Enter a number: 1337
Not palindrome!

Again: 1331
Palidrome!

Again: 9999
Palidrome!

Again: 1001
Palidrome!

Again:


http://cpp.sh/7kyd
keskiverto (10395)
Consider this:
 12393
3  X Z
9   X
3  . X
2 .
1.

* There is a character in the 2D matrix, if column and row names are identical.
* There are two continuous diagonals from top/left edge to right/bottom edge, marked X and Z

Another representation for X and Z:
X:
12393--
--39321

Z:
12393----
----39321

What did I (almost) do there?
* Took a string and its reverse
* Filled a boolean 2D matrix with match/non-match
* Identified continuous diagonals.
* Took the longest diagonal
* Fill in the missing characters from the other string
dhayden (5798)
You have the right idea logically for checking a palindrome, but you've overcomplicated it by leaving everything as a number. Since palindromes really depend on the string representation of a number rather than it's numeric value, convert the input number to a string first thing and then work with strings from there on out.
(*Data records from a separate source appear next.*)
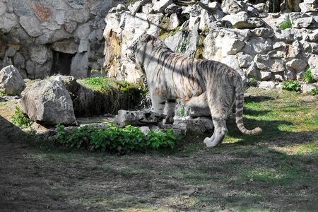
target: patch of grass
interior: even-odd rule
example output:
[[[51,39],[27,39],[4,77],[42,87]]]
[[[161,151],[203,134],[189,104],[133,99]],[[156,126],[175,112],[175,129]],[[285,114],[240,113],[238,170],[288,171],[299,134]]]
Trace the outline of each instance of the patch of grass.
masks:
[[[281,23],[279,28],[281,30],[292,28],[291,21],[290,19],[289,19],[289,17],[287,17],[286,19]]]
[[[139,127],[132,126],[119,129],[110,125],[106,131],[84,126],[68,133],[63,125],[57,124],[56,131],[57,142],[61,145],[102,152],[127,153],[162,148],[173,148],[179,141],[171,129],[166,132],[149,131],[145,136]]]
[[[310,69],[305,72],[304,79],[307,83],[313,83],[316,81],[312,76],[312,71]]]
[[[289,91],[300,91],[300,85],[296,81],[283,81],[283,89]]]
[[[318,94],[318,89],[317,88],[314,88],[312,89],[312,90],[310,90],[310,93],[313,95],[317,95]]]
[[[12,124],[22,129],[28,128],[31,124],[31,120],[27,118],[21,110],[16,106],[14,114],[11,116]]]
Note that there is a general trick here: the internal representation of your data does not have to correspond exactly to the external representation that you're given. Convert data to a form that's convenient for the program.

Returning to the problem, your code doesn't work for input 1232. It returns 1232321 instead of 12321.

Here is the approach that I took. I've removed most of the code in case you want to give this method a try.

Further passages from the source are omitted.